SEC Guidance: The Securities and Exchange Commission updated its guidance to public companies on how to disclose cybersecurity risks and breaches, including potential weaknesses that have not yet been targeted by hackers. The SEC first issued guidance on cyber disclosures in 2011. (Reuters)

E-Passports: U.S. Customs and Border Protection has reportedly not deployed the software needed to verify cryptographic signatures on U.S. passports, despite having more than a decade to do so. (Wired)

  PRIVATE SECTOR                             

Fake Social Media: An examination by the New York Times found that social media companies like Facebook and Twitter often fail to vigorously enforce their own policies against impersonation, enabling the spread of fake news and propaganda. (NYT)


Apple: The company is taking what analysts say is the unprecedented step of storing encryption keys for Chinese iCloud accounts in China. Until now, Apple has stored the codes only in the U.S. for all global users. (WSJ)


AI: A group of artificial intelligence researchers and policymakers from prominent labs and think tanks in the United States and UK released a report that describes how increasingly affordable AI technologies could be used for malicious purposes. (NYT)

Airplane Internet: A group of companies including Airbus, Delta, and Sprint started an initiative to upgrade global standards for airborne connectivity. Calling itself the Seamless Air Alliance, the collective spelled out benefits of the potential changes in conjunction with the opening of the Mobile World Congress. (WSJ)

  THE WORLD                                     

EU: The European Union is preparing legislation to force companies to turn over customers’ personal data when requested, even if it is stored on servers outside the bloc. (Reuters)

Venezuela: The beleaguered administration of President Nicolas Maduro announced it had begun a presale of virtual currency backed by the nation’s vast petroleum reserves. It is the first digital currency to be issued by a national government. (NYT)

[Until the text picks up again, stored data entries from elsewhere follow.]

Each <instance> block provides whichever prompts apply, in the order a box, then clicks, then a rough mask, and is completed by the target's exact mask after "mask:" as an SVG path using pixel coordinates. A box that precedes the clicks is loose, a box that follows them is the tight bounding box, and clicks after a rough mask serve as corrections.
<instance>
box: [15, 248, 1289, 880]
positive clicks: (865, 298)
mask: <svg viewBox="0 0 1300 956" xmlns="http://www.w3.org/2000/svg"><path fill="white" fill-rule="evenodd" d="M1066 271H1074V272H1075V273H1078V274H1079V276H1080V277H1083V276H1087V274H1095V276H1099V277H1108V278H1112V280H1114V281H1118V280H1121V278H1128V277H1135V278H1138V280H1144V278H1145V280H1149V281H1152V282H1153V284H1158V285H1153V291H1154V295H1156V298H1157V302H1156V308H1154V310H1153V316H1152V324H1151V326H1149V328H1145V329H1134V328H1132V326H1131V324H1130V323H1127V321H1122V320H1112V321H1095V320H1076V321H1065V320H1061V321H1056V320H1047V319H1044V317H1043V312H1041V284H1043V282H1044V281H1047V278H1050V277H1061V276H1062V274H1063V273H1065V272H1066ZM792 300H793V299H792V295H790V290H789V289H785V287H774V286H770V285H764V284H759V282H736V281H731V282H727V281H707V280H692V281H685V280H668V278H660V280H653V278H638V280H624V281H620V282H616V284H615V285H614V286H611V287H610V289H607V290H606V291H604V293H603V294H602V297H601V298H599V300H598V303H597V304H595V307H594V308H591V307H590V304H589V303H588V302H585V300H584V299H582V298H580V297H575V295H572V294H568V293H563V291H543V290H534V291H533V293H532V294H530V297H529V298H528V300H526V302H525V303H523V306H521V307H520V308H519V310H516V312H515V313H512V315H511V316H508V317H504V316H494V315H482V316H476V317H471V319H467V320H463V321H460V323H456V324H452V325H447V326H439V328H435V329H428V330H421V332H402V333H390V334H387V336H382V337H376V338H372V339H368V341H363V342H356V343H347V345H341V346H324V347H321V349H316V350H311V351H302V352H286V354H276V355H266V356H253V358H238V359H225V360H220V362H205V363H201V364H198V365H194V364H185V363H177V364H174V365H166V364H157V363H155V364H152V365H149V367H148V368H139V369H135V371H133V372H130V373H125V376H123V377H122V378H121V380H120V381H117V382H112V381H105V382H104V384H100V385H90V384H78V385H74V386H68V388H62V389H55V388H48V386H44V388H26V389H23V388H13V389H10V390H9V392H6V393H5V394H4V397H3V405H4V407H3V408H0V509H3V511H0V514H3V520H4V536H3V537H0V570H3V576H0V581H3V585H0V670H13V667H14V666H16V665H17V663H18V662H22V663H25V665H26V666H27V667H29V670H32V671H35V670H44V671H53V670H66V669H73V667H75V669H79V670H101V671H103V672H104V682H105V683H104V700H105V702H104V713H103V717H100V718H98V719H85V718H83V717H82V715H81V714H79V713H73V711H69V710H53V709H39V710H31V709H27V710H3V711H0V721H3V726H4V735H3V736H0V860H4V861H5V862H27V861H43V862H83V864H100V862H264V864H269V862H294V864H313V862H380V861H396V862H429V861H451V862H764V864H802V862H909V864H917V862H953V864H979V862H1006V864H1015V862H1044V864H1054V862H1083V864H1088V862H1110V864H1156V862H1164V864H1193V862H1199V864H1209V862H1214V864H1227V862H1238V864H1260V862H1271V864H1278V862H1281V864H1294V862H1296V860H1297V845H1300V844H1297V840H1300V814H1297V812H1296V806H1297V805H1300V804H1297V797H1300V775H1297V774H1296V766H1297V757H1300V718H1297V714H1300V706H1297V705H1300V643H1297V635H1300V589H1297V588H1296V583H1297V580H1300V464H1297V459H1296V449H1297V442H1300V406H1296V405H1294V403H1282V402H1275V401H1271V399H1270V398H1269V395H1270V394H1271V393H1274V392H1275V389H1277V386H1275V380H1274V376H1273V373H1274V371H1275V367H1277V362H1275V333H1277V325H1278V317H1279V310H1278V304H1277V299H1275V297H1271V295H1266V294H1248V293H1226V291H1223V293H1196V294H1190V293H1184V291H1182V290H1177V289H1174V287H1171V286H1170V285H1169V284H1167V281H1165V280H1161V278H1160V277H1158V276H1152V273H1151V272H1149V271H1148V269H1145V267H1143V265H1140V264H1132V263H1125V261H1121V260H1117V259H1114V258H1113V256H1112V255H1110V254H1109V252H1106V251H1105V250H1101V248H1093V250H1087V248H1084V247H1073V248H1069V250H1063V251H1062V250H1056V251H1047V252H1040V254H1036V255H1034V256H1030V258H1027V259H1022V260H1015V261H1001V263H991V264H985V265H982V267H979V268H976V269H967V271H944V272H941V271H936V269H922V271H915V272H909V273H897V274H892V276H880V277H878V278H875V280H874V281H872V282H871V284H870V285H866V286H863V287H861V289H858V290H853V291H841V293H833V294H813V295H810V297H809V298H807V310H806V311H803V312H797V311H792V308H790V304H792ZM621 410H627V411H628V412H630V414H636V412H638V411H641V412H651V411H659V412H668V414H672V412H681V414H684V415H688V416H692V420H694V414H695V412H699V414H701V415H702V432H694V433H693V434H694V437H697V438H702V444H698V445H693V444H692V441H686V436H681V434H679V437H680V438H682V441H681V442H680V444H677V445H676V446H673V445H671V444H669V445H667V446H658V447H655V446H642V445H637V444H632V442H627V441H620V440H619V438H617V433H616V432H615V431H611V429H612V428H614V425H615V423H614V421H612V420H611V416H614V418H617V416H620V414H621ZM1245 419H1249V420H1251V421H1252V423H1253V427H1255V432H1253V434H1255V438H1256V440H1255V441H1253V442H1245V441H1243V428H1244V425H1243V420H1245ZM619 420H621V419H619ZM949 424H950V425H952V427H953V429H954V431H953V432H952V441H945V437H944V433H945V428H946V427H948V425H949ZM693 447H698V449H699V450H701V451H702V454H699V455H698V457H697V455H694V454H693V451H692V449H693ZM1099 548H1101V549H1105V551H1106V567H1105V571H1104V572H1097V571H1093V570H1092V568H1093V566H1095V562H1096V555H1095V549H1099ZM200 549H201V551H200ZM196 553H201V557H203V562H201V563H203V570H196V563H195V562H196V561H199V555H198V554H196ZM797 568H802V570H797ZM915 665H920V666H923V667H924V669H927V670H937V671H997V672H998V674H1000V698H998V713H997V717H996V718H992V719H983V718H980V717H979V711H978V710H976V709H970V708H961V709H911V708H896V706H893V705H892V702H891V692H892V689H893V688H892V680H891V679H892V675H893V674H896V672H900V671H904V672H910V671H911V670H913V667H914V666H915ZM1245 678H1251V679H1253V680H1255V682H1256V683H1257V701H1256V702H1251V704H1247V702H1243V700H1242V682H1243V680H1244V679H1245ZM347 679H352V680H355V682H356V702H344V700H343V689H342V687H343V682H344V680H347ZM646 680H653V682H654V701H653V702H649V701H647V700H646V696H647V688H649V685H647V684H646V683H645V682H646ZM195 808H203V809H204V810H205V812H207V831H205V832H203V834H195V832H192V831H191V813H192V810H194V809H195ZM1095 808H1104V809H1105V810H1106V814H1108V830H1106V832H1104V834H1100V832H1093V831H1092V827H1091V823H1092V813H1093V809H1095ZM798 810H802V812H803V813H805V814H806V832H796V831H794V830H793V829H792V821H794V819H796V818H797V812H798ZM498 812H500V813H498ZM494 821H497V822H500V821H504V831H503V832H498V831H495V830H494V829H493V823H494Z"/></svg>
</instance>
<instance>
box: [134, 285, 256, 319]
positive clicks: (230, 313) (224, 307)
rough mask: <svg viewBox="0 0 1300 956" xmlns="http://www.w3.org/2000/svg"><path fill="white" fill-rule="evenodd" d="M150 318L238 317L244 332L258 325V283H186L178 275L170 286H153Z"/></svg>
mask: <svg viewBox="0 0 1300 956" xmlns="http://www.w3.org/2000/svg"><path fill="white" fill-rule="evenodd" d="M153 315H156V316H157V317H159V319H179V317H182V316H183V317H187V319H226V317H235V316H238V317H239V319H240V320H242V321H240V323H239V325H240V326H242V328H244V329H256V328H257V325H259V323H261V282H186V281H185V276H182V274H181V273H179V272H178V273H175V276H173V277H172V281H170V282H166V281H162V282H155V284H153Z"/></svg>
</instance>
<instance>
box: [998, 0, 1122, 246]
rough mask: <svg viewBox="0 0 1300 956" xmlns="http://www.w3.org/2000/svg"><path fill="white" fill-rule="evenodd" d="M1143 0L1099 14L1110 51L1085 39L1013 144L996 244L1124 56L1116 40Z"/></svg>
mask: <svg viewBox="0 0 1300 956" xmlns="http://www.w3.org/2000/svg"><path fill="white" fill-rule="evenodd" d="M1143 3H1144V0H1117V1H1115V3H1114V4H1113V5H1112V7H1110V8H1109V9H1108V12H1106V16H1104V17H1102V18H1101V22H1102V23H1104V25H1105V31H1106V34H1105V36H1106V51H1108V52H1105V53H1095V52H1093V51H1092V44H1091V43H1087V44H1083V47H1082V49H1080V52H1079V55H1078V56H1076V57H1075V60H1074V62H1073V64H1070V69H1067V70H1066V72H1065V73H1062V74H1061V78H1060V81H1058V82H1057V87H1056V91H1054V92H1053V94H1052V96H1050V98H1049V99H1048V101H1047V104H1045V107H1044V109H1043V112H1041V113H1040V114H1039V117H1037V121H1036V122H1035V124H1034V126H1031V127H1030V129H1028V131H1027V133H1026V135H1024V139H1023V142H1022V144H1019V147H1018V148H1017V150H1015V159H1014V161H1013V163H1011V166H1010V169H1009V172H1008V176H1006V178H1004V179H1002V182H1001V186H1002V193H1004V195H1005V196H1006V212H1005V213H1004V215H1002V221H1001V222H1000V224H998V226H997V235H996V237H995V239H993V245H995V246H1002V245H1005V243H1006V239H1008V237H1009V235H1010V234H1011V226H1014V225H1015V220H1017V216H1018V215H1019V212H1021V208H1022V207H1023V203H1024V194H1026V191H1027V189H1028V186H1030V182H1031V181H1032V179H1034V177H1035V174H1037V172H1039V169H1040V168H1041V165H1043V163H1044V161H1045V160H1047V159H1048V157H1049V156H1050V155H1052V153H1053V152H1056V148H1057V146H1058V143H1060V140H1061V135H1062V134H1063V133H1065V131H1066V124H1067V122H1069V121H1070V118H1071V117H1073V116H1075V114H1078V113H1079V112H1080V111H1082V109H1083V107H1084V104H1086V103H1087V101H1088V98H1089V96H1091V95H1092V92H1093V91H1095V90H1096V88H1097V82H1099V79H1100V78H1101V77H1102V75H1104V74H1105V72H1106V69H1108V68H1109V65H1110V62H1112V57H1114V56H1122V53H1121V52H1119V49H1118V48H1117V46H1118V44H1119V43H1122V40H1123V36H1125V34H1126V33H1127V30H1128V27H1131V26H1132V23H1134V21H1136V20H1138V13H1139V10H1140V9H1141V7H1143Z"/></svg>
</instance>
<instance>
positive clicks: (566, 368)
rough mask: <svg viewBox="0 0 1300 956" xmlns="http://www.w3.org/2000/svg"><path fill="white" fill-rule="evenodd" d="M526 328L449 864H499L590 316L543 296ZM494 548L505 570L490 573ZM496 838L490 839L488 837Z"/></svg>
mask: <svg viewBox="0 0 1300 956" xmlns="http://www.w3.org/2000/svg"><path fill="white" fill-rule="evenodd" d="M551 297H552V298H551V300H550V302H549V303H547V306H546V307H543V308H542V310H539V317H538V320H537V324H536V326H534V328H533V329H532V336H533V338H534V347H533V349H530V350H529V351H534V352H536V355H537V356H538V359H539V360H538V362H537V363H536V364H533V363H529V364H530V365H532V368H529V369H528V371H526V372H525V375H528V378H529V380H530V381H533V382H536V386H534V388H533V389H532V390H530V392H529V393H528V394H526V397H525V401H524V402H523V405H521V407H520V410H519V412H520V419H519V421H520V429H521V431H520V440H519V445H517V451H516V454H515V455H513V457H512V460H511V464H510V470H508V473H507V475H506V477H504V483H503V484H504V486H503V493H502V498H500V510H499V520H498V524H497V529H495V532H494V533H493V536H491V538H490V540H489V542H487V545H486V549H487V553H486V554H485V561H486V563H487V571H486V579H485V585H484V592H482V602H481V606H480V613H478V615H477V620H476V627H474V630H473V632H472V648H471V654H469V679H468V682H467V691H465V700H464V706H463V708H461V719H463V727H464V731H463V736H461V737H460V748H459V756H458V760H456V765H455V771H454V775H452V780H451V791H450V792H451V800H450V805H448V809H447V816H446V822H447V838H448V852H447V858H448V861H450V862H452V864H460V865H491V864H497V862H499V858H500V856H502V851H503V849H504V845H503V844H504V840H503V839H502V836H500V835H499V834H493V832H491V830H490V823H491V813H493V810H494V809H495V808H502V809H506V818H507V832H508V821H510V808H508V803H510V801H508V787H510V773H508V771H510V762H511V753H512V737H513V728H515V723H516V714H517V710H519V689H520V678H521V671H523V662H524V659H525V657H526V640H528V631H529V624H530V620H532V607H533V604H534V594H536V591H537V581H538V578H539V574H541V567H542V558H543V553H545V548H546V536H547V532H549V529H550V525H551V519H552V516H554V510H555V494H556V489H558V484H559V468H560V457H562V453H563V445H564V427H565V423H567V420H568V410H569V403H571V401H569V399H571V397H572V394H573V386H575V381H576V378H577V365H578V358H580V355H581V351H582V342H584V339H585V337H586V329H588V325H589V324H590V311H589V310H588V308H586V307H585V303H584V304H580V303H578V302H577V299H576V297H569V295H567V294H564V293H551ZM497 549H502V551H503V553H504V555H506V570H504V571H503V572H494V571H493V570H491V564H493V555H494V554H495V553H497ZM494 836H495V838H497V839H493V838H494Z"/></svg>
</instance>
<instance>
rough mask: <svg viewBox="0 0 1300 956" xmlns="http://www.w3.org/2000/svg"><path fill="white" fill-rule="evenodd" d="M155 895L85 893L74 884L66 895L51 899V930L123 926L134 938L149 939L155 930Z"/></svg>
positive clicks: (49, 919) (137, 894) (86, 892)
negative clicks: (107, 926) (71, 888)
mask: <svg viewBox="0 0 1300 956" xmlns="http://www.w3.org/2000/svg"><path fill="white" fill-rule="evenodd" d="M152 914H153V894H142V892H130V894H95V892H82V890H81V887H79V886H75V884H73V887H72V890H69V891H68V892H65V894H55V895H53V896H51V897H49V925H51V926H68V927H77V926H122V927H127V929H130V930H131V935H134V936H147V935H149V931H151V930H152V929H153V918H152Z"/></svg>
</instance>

Setting the Bar Higher for Chinese Takeovers: “National security interests in a narrow sense is not the only reason that targets and governments should treat Chinese offers with care. There are at least three others: reciprocity, transparency and data security. All of the key sectors of China’s own economy — telecoms, cars, the internet, pharmaceuticals, education, media, and others — are either partially or completely closed to foreign acquisitions,” write editors of the Financial Times.


How Silicon Valley Can Protect U.S. Democracy: “The first step to remedy the situation is for tech companies to admit that an ongoing problem exists, accept help from the government and independent researchers, and expose challenges in a timely manner. This should start, as NYU Stern’s report recommends, with ‘across-the-board internal assessments of the threats … call[ing] on engineering, product, sales, and public policy groups to identify problematic content, as well as the algorithmic and societal pathways by which it is distributed,’” write Jamie M. Fly and Laura Rosenberger in Foreign Affairs.

How to Monitor Fake News: “The Mueller investigation is shining a welcome light on the Kremlin’s covert activity, but there is no similar effort to shine a light on the social media algorithms that helped the Russians spread their messages. There needs to be. This effort should begin by ‘opening up’ the results of the algorithms. In computer-speak, this ‘opening up’ would involve something called an open application programming interface,” writes Tom Wheeler in the New York Times.